Deepfake videos evoke false memories of movies, study shows

solo
Tech news
solo23 July 2023Last Update : 2 months ago
Deepfake videos evoke false memories of movies, study shows

Deepfake clips remaking movie scenes tricked people into misremembering the movies – but with nothing more than a fake text description.

According to one, about half of participants who were shown deepfakes of fictional movie remakes remembered them as real. recent study,

Deepfakes are digitally altered videos that can replace a person’s voice or face with another person’s.

There are concerns that these credible fake videos could be used to spread misinformation.

A team of researchers decided to focus on how deepfakes might affect an important component of the human brain: memory.

The team, led by Gillian Murphy at University College Cork in Ireland, surveyed more than 400 people after showing them deepfake clips of movies with different actors. One such fake clip was of Will Smith starring as Neo in The Matrix instead of Keanu Reeves, who actually starred in the film.

The study showed that approximately 49% of participants believed that the fake remake was the real one, with many of them “remembering the fake remake better than the original film”.

“Although our findings suggest that deepfake techniques are not uniquely placed to distort movie memories, our qualitative data suggest that the majority of participants were uncomfortable with deepfake recasting,” the researchers wrote in the study published this month in the scientific journal PLOS.

“Common concerns were disrespect for artistic integrity, disrupting the shared social experience of films, and discomfort over the control and options afforded by this technology.”

So should we be worried that the proliferation of deepfakes will affect our memories?

Human memory is more complex than we think

Previous studies have shown that there are many ways to establish false memories.
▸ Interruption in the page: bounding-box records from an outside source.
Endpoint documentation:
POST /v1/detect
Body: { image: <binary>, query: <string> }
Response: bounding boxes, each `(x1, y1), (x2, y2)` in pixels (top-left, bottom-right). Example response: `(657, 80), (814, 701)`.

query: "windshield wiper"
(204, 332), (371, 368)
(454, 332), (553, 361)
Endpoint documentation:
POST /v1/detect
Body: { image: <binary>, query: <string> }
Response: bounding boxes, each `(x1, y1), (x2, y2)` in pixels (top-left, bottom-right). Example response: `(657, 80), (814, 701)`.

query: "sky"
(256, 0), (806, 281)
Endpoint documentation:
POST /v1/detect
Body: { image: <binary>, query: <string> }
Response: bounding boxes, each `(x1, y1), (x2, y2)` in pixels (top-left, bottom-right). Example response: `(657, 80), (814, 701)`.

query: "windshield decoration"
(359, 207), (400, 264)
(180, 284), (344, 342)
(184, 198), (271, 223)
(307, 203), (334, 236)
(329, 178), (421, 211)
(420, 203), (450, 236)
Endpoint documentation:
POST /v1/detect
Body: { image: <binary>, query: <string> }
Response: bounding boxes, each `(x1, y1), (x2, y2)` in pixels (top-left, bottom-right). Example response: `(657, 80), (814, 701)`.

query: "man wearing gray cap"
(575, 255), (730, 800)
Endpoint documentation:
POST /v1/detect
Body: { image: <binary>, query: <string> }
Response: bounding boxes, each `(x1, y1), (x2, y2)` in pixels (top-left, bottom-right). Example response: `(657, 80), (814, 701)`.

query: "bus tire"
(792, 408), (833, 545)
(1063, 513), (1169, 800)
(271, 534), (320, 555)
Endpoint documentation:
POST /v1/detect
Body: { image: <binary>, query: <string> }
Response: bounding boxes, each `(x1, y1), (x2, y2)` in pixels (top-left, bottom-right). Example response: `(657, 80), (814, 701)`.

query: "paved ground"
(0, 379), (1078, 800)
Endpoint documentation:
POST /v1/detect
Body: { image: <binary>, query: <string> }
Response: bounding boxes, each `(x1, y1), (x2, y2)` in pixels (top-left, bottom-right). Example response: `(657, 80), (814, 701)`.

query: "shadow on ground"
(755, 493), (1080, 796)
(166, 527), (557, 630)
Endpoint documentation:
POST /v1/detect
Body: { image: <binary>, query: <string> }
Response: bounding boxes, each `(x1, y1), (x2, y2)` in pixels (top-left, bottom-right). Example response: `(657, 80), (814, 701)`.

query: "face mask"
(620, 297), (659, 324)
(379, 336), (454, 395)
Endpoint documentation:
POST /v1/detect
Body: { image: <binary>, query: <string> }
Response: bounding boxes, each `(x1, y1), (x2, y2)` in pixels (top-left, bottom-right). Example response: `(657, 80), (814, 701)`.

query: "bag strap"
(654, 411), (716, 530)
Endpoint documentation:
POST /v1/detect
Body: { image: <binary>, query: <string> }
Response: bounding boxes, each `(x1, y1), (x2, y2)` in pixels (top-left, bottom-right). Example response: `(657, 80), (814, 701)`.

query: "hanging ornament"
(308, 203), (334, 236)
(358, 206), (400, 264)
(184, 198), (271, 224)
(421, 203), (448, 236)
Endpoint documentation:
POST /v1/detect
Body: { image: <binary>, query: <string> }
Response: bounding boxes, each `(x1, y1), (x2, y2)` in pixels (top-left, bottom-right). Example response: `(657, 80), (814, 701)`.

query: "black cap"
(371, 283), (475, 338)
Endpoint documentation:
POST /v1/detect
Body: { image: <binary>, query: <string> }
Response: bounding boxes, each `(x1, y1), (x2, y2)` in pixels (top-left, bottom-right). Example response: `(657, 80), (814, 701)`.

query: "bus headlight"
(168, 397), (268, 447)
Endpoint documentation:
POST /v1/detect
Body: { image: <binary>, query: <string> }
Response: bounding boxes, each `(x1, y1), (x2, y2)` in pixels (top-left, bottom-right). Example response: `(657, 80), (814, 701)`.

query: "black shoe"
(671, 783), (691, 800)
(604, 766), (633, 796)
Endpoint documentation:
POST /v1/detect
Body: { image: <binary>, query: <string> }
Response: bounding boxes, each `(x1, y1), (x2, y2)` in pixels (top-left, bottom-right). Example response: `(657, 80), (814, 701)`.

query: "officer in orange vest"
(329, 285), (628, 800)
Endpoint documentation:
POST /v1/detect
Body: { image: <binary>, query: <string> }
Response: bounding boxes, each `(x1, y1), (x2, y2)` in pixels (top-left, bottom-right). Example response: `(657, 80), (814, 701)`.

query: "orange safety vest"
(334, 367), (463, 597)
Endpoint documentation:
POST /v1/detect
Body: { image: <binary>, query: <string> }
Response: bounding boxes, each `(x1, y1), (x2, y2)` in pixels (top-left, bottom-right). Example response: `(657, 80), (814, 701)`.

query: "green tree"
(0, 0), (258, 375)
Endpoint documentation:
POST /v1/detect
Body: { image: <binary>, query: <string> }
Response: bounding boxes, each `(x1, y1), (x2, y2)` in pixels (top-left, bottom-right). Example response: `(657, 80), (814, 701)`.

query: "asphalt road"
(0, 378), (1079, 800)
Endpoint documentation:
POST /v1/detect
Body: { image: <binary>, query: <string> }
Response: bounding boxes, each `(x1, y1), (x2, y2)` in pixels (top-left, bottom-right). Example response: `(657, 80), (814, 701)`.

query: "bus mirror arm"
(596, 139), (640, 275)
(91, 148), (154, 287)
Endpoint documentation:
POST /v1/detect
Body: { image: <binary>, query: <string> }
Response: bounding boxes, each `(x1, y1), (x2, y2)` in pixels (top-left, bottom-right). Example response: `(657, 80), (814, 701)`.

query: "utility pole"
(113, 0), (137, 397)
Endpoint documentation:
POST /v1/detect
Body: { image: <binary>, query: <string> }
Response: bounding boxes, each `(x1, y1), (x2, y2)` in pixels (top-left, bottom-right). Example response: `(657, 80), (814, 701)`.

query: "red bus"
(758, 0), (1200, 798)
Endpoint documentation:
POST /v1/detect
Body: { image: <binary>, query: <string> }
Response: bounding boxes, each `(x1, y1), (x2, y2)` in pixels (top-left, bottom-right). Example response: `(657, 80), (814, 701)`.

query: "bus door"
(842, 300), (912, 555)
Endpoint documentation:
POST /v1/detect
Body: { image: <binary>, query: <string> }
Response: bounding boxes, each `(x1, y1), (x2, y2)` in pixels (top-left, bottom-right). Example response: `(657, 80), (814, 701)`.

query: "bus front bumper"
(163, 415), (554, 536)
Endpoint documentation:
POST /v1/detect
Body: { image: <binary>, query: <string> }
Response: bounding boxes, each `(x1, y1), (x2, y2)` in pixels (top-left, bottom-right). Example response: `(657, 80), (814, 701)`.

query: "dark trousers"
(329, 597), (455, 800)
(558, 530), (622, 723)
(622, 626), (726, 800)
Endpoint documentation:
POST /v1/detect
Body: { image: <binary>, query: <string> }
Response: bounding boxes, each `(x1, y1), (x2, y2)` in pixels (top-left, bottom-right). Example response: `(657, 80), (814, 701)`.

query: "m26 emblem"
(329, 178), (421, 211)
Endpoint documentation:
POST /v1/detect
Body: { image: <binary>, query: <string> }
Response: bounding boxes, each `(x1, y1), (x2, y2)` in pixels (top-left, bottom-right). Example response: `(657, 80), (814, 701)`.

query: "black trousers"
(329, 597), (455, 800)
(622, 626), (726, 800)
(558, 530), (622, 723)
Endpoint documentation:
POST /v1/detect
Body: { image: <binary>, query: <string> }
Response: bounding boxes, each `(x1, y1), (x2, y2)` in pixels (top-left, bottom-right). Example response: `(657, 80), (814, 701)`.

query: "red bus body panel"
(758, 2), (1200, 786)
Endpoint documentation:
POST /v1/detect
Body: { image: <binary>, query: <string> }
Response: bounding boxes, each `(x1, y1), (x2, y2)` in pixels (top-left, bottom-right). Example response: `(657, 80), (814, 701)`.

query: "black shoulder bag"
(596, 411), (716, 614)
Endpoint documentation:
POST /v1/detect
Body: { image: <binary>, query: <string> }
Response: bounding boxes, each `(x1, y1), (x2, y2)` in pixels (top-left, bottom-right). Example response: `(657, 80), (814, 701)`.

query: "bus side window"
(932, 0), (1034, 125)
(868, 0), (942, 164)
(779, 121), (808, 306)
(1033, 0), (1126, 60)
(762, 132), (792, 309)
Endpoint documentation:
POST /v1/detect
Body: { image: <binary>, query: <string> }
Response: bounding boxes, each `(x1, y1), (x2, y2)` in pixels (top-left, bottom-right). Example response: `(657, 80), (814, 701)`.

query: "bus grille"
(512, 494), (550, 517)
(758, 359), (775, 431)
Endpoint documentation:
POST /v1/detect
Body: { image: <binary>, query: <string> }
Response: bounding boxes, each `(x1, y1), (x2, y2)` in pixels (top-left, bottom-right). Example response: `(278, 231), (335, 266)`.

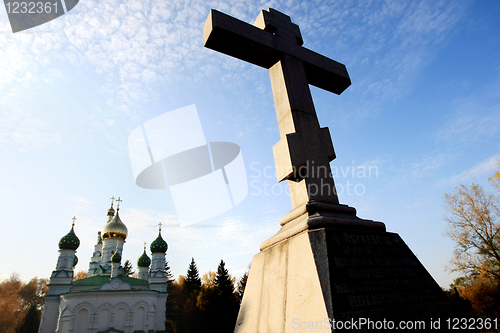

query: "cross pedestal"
(204, 8), (447, 332)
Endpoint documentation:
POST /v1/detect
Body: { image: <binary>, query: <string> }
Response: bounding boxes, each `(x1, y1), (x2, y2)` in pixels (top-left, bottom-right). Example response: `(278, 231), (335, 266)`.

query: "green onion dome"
(59, 226), (80, 251)
(102, 212), (128, 240)
(111, 251), (122, 263)
(137, 249), (151, 267)
(150, 230), (168, 253)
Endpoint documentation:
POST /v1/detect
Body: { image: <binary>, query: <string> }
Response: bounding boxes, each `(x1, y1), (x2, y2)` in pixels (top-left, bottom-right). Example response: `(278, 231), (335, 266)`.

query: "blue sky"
(0, 0), (500, 287)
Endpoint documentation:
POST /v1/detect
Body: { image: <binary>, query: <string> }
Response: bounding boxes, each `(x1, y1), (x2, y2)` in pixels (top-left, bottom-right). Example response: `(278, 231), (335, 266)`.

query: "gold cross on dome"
(116, 197), (123, 210)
One of the leading researchers in this area is Elizabeth Loftus who conducted the “Lost in the Mall” experiment in which study participants were falsely told that they had been lost in a shopping mall as a child.

The study showed that a quarter of the participants remembered the simulated event – an experiment that Murphy himself repeated in 2022.

He summarized, “Our memories of what we originally experienced can be distorted by post-event information.”

Their latest study highlights that the results of deepfake clips are not much different from those generated by other methods, such as providing false simple text descriptions.

“With respect to movies, deepfakes may not have as powerful an effect on illusory memory as some have suggested,” the study said.

“In our next study, we will create our own deepfakes related to politics and assess any effects on voters’ memory and attitudes,” Murphy told Euronews Next.